Seqfold



3       Methodology


Introduction

SeqFold can be executed for any Insight II protein sequence object. Insight will automatically create Chou-Fasman, GOR or DSC annotated sequence files (pseq file).

SeqFold can also use a pseq file created by the user according to the pseq file format as described in the File formats chapter. Converters for the two most popular secondary structure prediction programs have been included in the SeqFold/Fold_Search command interface. In general, the better the predicted secondary structure (the closer it is to the real secondary structure), the bigger the chance that the fold corresponding to the target sequence will be singled out from the fold library.


Typical steps

The typical steps in a SeqFold calculation are as follows:

1.   Fold_Search -- Searching for the compatible fold.

Prepare the input files for the search using the Fold_Search command.

Using the default parameters

The Annotated_Sequence parameter controls whether an Insight II sequence or one of the supported file formats will be used.

SeqFold is run as a background job. Therefore, for each separate run, a Run_Name must be supplied. The run name is arbitrary and is used in the construction of the SeqFold output file. It is appended to the pseq file name to create a unique ID for the seqfold output file.

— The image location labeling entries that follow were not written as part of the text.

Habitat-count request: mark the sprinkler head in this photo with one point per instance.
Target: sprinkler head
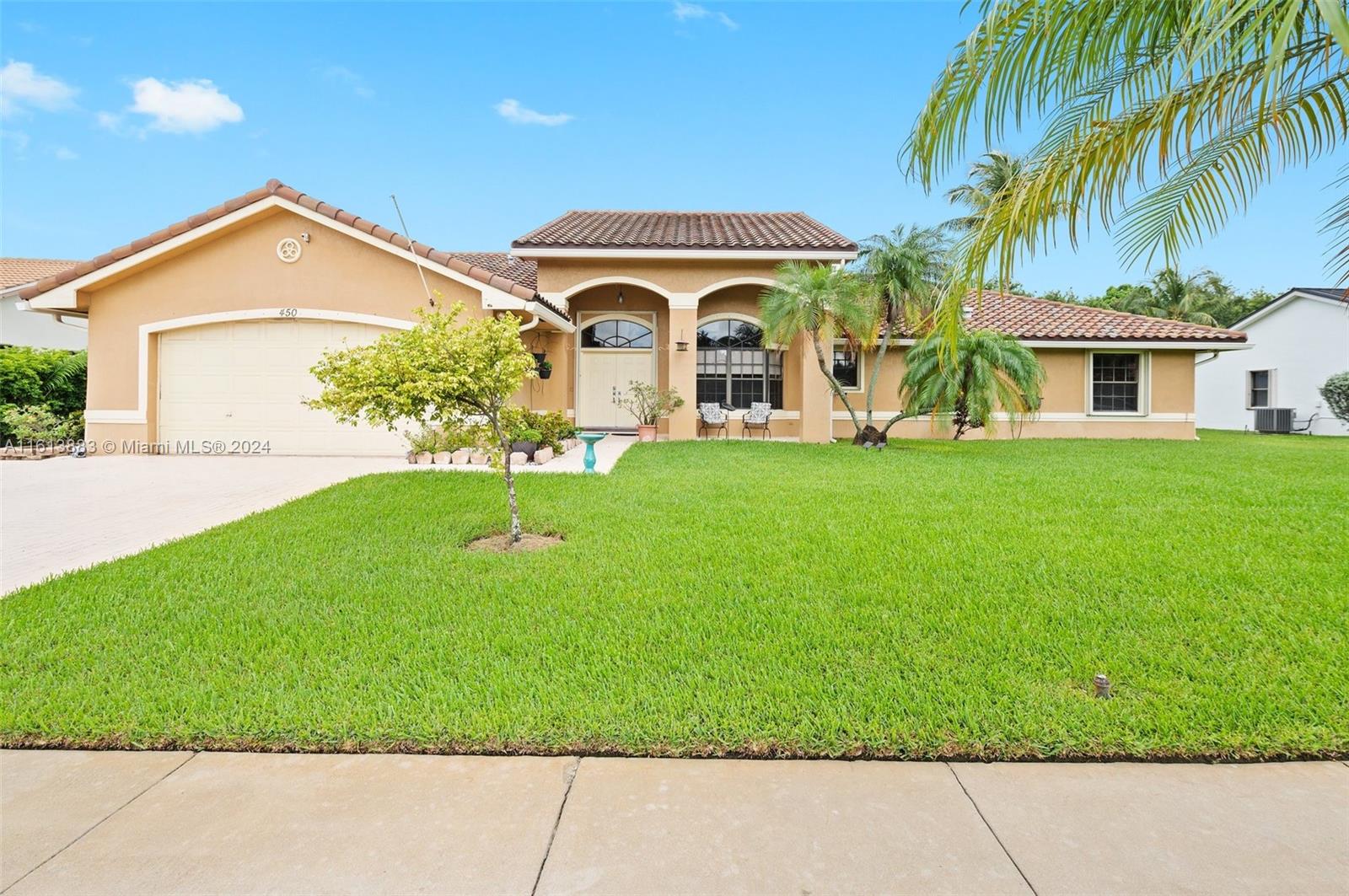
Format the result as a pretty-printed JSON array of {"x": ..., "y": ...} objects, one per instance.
[{"x": 1103, "y": 686}]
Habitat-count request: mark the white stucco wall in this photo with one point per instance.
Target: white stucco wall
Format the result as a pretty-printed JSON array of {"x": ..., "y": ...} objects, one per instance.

To perform a SeqFold search with the default parameters, simply click Execute. The SeqFold calculation will be launched in the background and, after a few minutes, a notifier box should appear telling you that the job has completed successfully.

Changing the default parameter values

For most cases, the default parameters are optimal, however expert users may wish to change them. The three toggles at the bottom of the Fold_Search dialog control the display of the Score, Align and Gap parameters, respectively.

In addition to the recommended default search parameters, the Fold_Search command allows you to change the sequence-structure scoring function parameters, the type of the alignment and the fold library.

Score Parameters

Gonnet, the default Substitution_Matrix, is that described in Gonnet et al. (1992). This is the most recently derived log-odds matrix based on the exhaustive matching of a large database of sequences.

The blosum62 matrix (derived from a database of protein blocks, Henikoff and Henikoff, 1992) and the classical PAM120 and PAM250 (Dayhoff et al., 1978) are also available.

Additionally, you may specify another sequence substitution matrix by selecting User_Defined. By default, SeqFold searches the $BIOSYM/data/seqfold/mat directory for the Matrix_File_Name. This directory contains a number of sequence similarity matrices in different formats (which appear in a list box on the right when you select one of the toggles under Matrix_Format).

You may change the default location of the matrix database by selecting Change_Matrix_Path and editing the Matrix_Path parameter.

The extent of the predicted secondary structure's influence on the alignment can be controlled using the Seq_Weight and Sec_Weight parameters which specify the relative weights of the sequential and structural contributions to the scoring function. Note that the sum of both parameters is normalized to one by SeqFold, therefore multiplying both parameters by the same factor does not change the SeqFold score. Setting Sec_Weight to zero is equivalent to a search based solely on the sequence similarity. Similarly, setting Seq_Weight to zero is equivalent to using only secondary structure identities for the matching.

Align Parameters

The default alignment optimization is the Global_Local method which is local for the target sequence and enforces global alignment for the reference structure. Standard Local and Global alignments are also available.

Max_Top_Scores indicates the number of top scores shown in the SeqFold output file. From those top hits only a specified number (as indicated in Max_Top_Alignments) are reported in detail and are available for import using the Fold_Load command.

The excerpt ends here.